One of these days I’ll figure out how to DIY it, but until then, I just use my phone (GrapheneOS, so some protections there) to play music and look stuff up.
There is www.home-assistant.io but that might be too much for your needs.
With a bit of work homeassistant can be a quite good voice assistant.
You can either revive some old android device and use that, or get an ECHO M5 for ~13€ and hook that one up.

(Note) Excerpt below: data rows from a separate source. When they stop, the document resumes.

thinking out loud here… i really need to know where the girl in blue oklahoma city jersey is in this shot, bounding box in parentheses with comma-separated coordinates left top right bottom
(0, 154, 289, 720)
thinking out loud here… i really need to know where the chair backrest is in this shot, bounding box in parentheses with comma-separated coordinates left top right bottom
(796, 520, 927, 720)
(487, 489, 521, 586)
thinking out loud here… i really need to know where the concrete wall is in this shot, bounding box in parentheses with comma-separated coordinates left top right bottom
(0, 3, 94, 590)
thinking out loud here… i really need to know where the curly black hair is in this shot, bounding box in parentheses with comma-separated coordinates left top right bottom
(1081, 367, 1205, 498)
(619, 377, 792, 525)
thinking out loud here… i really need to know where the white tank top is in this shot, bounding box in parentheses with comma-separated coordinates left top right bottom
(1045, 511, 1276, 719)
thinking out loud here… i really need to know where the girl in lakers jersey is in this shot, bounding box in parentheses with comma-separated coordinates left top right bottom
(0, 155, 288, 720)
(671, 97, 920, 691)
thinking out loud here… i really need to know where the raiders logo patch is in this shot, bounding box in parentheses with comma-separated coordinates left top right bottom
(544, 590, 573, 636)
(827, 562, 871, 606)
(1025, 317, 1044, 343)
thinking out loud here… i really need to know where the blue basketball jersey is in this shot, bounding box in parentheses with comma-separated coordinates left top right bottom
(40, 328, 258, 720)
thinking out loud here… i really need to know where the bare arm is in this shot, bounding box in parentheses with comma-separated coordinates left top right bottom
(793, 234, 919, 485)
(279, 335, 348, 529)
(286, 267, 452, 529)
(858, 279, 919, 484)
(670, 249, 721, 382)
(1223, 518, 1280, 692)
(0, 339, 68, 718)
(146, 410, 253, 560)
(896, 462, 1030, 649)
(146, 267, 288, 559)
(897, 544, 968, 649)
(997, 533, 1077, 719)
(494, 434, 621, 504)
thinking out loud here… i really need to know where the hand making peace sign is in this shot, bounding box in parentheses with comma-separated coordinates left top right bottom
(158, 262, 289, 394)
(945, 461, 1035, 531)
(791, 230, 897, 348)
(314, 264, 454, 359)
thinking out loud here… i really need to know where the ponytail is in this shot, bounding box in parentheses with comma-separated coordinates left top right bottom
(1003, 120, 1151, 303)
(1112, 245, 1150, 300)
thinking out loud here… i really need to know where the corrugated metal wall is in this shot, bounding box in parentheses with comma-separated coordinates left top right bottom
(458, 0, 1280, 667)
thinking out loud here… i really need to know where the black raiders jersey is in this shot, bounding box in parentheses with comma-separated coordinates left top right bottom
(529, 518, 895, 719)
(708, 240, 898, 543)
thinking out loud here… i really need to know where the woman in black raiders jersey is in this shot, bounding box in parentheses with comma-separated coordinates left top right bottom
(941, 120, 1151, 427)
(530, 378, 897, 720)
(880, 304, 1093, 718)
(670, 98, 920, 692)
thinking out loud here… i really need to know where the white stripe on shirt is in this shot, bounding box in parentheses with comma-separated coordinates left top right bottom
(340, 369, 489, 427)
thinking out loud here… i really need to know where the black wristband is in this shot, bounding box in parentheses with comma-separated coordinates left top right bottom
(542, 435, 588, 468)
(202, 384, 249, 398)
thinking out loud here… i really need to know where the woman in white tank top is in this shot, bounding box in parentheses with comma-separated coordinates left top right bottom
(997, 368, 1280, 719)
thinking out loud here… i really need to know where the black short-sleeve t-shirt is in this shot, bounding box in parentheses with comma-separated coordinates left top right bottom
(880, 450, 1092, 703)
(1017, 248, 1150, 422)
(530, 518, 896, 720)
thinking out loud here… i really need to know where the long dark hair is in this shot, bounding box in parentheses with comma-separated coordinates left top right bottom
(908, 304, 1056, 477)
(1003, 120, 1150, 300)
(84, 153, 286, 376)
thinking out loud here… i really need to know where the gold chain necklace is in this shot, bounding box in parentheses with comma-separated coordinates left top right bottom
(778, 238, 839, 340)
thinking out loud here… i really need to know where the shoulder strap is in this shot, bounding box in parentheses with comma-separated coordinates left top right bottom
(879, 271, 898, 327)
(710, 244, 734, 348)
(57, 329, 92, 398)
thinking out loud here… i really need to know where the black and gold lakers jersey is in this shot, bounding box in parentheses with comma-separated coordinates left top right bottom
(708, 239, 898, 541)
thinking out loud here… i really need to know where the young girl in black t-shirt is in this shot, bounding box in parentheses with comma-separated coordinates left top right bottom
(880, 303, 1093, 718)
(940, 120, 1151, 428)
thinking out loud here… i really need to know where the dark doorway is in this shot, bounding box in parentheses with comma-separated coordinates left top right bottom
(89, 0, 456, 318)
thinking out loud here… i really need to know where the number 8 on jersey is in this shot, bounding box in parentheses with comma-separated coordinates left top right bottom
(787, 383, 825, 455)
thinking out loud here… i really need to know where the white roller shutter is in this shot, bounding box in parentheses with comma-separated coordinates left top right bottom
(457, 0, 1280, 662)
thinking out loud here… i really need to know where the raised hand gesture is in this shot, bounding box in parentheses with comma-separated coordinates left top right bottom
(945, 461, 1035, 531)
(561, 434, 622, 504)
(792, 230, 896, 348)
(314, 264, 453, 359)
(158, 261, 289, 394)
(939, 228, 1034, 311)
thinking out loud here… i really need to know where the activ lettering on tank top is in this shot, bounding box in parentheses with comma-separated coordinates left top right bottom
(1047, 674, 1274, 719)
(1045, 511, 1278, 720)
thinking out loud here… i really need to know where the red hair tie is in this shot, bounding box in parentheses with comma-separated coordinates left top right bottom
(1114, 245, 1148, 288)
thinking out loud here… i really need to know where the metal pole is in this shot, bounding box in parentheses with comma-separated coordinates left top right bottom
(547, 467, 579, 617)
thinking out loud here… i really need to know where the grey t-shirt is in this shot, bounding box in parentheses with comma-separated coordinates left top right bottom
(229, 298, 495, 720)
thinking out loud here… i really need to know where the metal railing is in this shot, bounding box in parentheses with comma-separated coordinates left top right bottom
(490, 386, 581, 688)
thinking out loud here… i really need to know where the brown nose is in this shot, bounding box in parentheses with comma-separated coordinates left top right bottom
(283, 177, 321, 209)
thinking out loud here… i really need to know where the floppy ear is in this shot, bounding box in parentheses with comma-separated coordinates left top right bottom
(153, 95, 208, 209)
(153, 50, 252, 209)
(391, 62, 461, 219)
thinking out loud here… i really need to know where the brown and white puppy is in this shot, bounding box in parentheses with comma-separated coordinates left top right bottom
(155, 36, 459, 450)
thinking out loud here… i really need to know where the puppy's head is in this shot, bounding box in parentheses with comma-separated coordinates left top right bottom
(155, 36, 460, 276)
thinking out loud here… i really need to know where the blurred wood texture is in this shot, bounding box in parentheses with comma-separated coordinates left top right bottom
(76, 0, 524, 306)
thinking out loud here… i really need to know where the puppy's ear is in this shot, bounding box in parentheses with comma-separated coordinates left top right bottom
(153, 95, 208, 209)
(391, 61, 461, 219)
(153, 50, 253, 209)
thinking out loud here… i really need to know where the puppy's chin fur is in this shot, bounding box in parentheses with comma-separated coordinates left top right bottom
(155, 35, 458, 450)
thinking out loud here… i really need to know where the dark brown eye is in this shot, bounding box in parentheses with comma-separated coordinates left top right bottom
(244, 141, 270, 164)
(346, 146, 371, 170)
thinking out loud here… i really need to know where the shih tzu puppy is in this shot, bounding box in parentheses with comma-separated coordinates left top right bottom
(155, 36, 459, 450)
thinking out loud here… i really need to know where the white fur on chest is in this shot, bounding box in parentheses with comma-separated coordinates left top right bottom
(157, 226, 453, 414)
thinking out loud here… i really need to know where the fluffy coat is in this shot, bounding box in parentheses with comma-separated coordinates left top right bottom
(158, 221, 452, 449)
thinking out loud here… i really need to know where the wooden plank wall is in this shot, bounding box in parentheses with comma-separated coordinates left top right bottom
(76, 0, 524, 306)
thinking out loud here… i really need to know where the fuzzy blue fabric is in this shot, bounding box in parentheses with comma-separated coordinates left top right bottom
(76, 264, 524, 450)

You can even run some local Ollama AI and use that for the voice assistant nowadays. It’s quite useful and home assistant can be integrated into music / audiobooks aswell with something like Music Assistant 2.0
I’ve been meaning to set up a voice assistant with Google’s old AIY voice kit and Mycroft for a long time now (so long, in fact, that at the time I started thinking about it those things hadn’t been discontinued yet) and then trying to integrate that with Home Assistant. (See also: Picroft, Mycroft Home Assistant integration)
If I still wanted to use that voice kit hardware, what would be the best software to put on it these days?
Yup, just need to get around to doing it…
One of these weekends I’ll have the right ratio of time:motivation. Anyyyy weekend now…
I like having something in the garage. It’s in a place where I only stay when I’m working on something and my hands are super dirty. It can be isolated to a vlan by itself.
But if my hands are covered in oil. I like being able to yell at it to play music and not get one more thing dirty.
Makes sense. I’m also interested in getting something like it, I just don’t want anything by Google or Amazon, and I’ve been too lazy to go the DIY route.
When I’m working in my garage, I’m usually listening to an audiobook, and all I need to do to pause is bump a button on the side with the back of my hand or something. Or sometimes I’ll listen to a playlist. But if I’m working on something in the garage, it’s usually not for very long (e.g. maybe an oil change, brake job, or headlights), so I’m usually in and out in 30 min to an hour. Some people love working in their garage though, I personally see it as a chore that I do to save some time and money.
Mine was a hacked Google home mini (physical hack, not software) where I took the speaker out to an aux jack to have it loud enough.
I was in there for hours for all sorts of projects like engine and trans rebuilds.
I got a free Google Home and gave it away
To an enemy, I hope! Otherwise, you should’ve just thrown it out, or stripped it for parts or something.
I think it was to my parents, who already had a Google Home and an Alexa. I figured it was safe to add it to the rest of the dumpster fire…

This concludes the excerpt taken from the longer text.